Stephen McAleese comments on Reflections on my first year of AI safety research

Stephen McAleese 9 Jan 2024 15:46 UTC
10 points
2 ∶ 0
Thanks for the writeup. I like how it’s honest and covers all aspects of your experience. I think a key takeaway is that there is no obvious fixed plan or recipe for working on AI safety and instead, you just have to try things and learn as you go along. Without these kinds of accounts, I think there’s a risk of survivorship bias and positive selection effects where you see a nice paper or post published and you don’t get to see experiments that have failed and other stuff that has gone wrong.

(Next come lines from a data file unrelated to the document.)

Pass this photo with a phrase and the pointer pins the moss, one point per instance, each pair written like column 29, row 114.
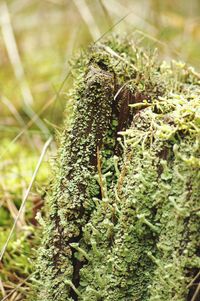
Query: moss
column 122, row 221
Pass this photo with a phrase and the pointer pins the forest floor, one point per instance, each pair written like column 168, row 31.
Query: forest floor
column 37, row 41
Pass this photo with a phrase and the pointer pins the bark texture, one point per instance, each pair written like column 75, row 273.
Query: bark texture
column 123, row 220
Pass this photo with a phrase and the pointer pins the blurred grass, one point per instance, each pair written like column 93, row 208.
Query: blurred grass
column 46, row 35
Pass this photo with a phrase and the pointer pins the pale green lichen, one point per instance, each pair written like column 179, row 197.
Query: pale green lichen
column 123, row 221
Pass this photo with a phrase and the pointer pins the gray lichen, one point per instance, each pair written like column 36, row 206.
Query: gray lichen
column 123, row 216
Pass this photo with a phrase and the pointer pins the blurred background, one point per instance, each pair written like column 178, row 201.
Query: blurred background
column 38, row 38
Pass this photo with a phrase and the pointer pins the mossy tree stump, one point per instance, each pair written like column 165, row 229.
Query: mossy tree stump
column 123, row 218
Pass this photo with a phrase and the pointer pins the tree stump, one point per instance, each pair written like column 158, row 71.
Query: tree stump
column 123, row 217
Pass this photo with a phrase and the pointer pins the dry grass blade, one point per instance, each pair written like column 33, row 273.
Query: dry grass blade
column 13, row 53
column 26, row 196
column 17, row 287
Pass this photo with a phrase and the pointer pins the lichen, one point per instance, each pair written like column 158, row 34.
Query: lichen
column 123, row 216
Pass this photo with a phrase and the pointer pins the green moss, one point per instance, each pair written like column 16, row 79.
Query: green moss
column 122, row 221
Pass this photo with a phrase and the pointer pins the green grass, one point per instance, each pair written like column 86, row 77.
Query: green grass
column 47, row 34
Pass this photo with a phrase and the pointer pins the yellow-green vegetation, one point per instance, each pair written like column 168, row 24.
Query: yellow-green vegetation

- Jay Bailey🔸 10 Jan 2024 0:09 UTC
  7 points
  0 ∶ 0
  Parent
  This is exactly right, and the main reason I wrote this up in the first place. I wanted this to serve as a data point for people to be able to say “Okay, things have gone a little off the rails, but things aren’t yet worse than they were for Jay, so we’re still probably okay.” Note that it is good to have a plan for when you should give up on the field, too—it should just allow for some resilience and failures baked in. My plan was loosely “If I can’t get a job in the field, and I fail to get funded twice, I will leave the field”.
  
  Also contributing to positive selection effects is that you’re more likely to see the more impressive results in the field, because they’re more impressive. That gives your brain a skewed idea of what the median person in the field is doing. Our brain thinks “Average piece of alignment research we see” is “Average output of alignment researchers”.
  
  The counterargument to this is “Well, shouldn’t we be aiming for better than median? Shouldn’t these impressive pieces be our targets to reach?” I think so, yes, but I believe in incremental ambition as well—if one is below-average in the field, aiming to be median first, then good, then top-tier rather than trying to immediately be top-tier seems to me a reasonable approach.